A Tragédia dos 11%: Ameaça à Soberania e a Traição à Nação

A pesquisa do Datafolha, que aponta 89% dos brasileiros preocupados com as medidas do chefe do “Império do Caos”, Donald Trump, revela um consenso nacional sobre o perigo iminente. No entanto, ela também expõe uma minoria perturbadora: os 11% de brasileiros que, por motivos diversos, não veem prejuízo nas ações de um governo estrangeiro que ataca nossa economia.
Dentro desse grupo, um subconjunto ainda mais perigoso se manifesta: os 13% que, na mesma pesquisa, se mostraram dispostos a atender a todas as exigências dos Estados Unidos. Embora os números não se sobreponham perfeitamente, essa porcentagem revela uma facção de traidores da nação, um grupo masoquista que torce contra seu próprio país e seu próprio povo.
Estes 11% negam o óbvio e fazem a política do ódio. Eles se unem ao agressor, em uma política de servidão voluntária. É uma traição que transcende a política e se torna um ato de masoquismo. A história nos ensina que a submissão a potências estrangeiras nunca termina bem. Se esse líder egocêntrico e desvairado, em sua sanha belicosa, decidir fazer com o Brasil o que fizeram com outras nações, as consequências cairão sobre todos, incluindo as cabeças dos defensores de tal política. A lealdade a um império estrangeiro, por mais sedutora que pareça, é um caminho que leva à humilhação e à destruição.
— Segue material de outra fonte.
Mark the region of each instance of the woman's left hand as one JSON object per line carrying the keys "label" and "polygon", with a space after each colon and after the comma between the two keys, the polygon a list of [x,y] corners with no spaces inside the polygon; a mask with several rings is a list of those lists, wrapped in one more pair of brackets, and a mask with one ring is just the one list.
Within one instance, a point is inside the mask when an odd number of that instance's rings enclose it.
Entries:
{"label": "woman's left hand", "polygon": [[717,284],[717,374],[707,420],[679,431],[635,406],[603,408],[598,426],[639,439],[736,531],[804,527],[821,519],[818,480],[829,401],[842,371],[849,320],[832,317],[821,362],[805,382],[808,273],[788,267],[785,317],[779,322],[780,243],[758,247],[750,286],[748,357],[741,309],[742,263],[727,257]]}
Em tempos de crise, a soberania nacional é o nosso maior ativo. Ela não é um conceito abstrato; é a garantia da nossa autonomia, da nossa cultura e, acima de tudo, da nossa capacidade de decidir o próprio destino. Aqueles que, por ódio ou subserviência, se colocam ao lado de nossos algozes, não apenas traem o Brasil, mas também a si mesmos.
A Constituição Federal do Brasil é o nosso farol. Ela estabelece os deveres do cidadão e os princípios que regem a nação. A lealdade à pátria é um compromisso fundamental, e aqueles que o violam, mesmo que apenas em pensamento, enfraquecem a fundação do nosso Estado.
Referências Constitucionais e Legais

  • Art. 4º da Constituição Federal: Este artigo estabelece os princípios das relações internacionais do Brasil, incluindo a independência nacional, a não-intervenção e a autodeterminação dos povos. A defesa da soberania contra a intervenção estrangeira é um dever constitucional fundamental.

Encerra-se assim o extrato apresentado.